Infected with Polio from the Polio Vaccine: How Could This Happen?

Recently I re watched one of my favourite documentaries of all time called Jabbed. It’s an hour and a half all about vaccines with explanations of how they work, various stories of families with problems surrounding the fight against vaccination and plenty of history of vaccination. But one particular story within the documentary has stuck with me over the years.

What’s the story?

David Salamone, a young man from Virginia in the United States. At the time of filming he was 22 and in the film he spoke out for the first time about contracting the polio disease from the polio vaccine when he was just 6 months old. 

In the film, David’s parents explained how they took their infant son for his routine vaccination, and in the following 24 hours watched as their son developed a high fever, a severe rash, and eventually paralysis in his lower limbs.

The following years saw David stuck in a cycle of getting sick, being prescribed antibiotics, getting better and getting sick again. No one could work out why this had happened to David, until one doctor connected the dots when David was 3 years old. But we will get to that later.

What do I mean by “live virus”?

Here’s a bit of background for you about vaccinations. We are not born naturally immune to every disease in the world, we have to build up our own immunity to the diseases we come in to contact with. Sometimes, those diseases are so vicious that we don’t have time to build immunity and survive before they kill us. These are usually childhood diseases such as measles and polio.

A child receiving the oral polio vaccine (OPV). By USAID Bangladesh via Wikimedia Commons

The reason we use vaccines is to give people immunity without putting them in danger of dying from the disease. Vaccines usually contain an “attenuated” (modified) version of the disease causing bacteria or virus, or even a dead one, so that the body can recognise the disease and build immunity.

Sometimes, a vaccine has a “live virus” in it.
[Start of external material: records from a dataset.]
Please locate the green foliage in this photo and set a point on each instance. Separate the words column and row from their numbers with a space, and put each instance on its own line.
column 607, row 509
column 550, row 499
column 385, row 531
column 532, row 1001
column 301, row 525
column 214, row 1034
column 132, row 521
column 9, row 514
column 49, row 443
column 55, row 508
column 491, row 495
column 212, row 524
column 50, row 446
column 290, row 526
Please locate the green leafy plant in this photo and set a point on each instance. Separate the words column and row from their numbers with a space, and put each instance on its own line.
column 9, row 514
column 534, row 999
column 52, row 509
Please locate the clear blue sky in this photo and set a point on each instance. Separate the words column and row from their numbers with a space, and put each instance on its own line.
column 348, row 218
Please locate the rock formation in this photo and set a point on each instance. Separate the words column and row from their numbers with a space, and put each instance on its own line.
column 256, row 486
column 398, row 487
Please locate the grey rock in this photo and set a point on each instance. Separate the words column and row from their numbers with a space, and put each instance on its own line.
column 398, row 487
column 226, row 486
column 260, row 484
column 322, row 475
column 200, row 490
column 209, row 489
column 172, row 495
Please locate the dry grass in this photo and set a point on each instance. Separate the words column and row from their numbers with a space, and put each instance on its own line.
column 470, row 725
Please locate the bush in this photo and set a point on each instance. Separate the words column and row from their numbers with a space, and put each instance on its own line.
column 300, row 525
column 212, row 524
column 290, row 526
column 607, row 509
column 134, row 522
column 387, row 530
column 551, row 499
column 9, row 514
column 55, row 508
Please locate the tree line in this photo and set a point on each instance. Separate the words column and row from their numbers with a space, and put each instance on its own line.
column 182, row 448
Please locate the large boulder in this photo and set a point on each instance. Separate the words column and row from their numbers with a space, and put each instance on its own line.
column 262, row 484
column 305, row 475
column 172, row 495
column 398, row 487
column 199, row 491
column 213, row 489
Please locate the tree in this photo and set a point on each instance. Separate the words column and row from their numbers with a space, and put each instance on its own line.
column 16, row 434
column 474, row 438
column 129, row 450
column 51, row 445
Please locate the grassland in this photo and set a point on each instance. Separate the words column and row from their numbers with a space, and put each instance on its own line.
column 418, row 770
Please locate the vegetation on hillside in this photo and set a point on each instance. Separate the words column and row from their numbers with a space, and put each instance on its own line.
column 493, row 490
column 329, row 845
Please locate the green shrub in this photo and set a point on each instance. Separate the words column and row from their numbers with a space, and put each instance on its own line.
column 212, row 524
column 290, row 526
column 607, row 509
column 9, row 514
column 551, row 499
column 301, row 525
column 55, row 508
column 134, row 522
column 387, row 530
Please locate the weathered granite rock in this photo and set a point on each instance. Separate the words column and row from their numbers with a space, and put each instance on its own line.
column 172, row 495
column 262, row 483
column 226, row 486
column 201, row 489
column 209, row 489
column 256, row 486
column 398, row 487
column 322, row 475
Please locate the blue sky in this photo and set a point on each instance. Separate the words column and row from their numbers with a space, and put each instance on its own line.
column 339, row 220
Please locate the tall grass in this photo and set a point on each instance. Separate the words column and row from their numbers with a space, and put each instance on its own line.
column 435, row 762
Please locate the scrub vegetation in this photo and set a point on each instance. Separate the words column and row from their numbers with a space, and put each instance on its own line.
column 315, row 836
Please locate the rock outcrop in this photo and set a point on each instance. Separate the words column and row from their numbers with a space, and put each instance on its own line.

This means that scientists have used a weaker strain of a disease for the vaccination, which they know the body can fight with little to no problems. There is a small chance that this weak strain can mutate in the body into a strong version of the virus. In the case of the oral polio vaccine, the chance is 1 in 2.4 million.

So what happened to David?

It appears that David was born with only half of his immune system. This is a condition called Bruton’s disease, meaning he can’t produce antibodies against diseases, meaning he can’t gain immunity to anything. Since the oral polio vaccine was a live virus, it means he was effectively given polio, and had no defence against it.

Aside from the many complications of having no defense against disease, the polio caused caused his right leg to atrophy. This meant David had to wear a brace on his leg, and had difficulty walking.

This physical therapist is assisting two polio-stricken children holding on to a rail while they exercise their lower limbs (1963). They are both wearing braces on their legs, like David has to. By CDC/Charles Farmer via Wikimedia Commons

The reason why it took doctors so long to diagnose David is because none of those doctors had ever seen a case of polio. This is because it was effectively eradicated. The only cases presented in the USA had been caused by the oral polio vaccine. This is why in late 1999 the USA switched to the safer vaccine, an injectable vaccine with a dead version of the poliovirus. The UK and Australia followed a few years later.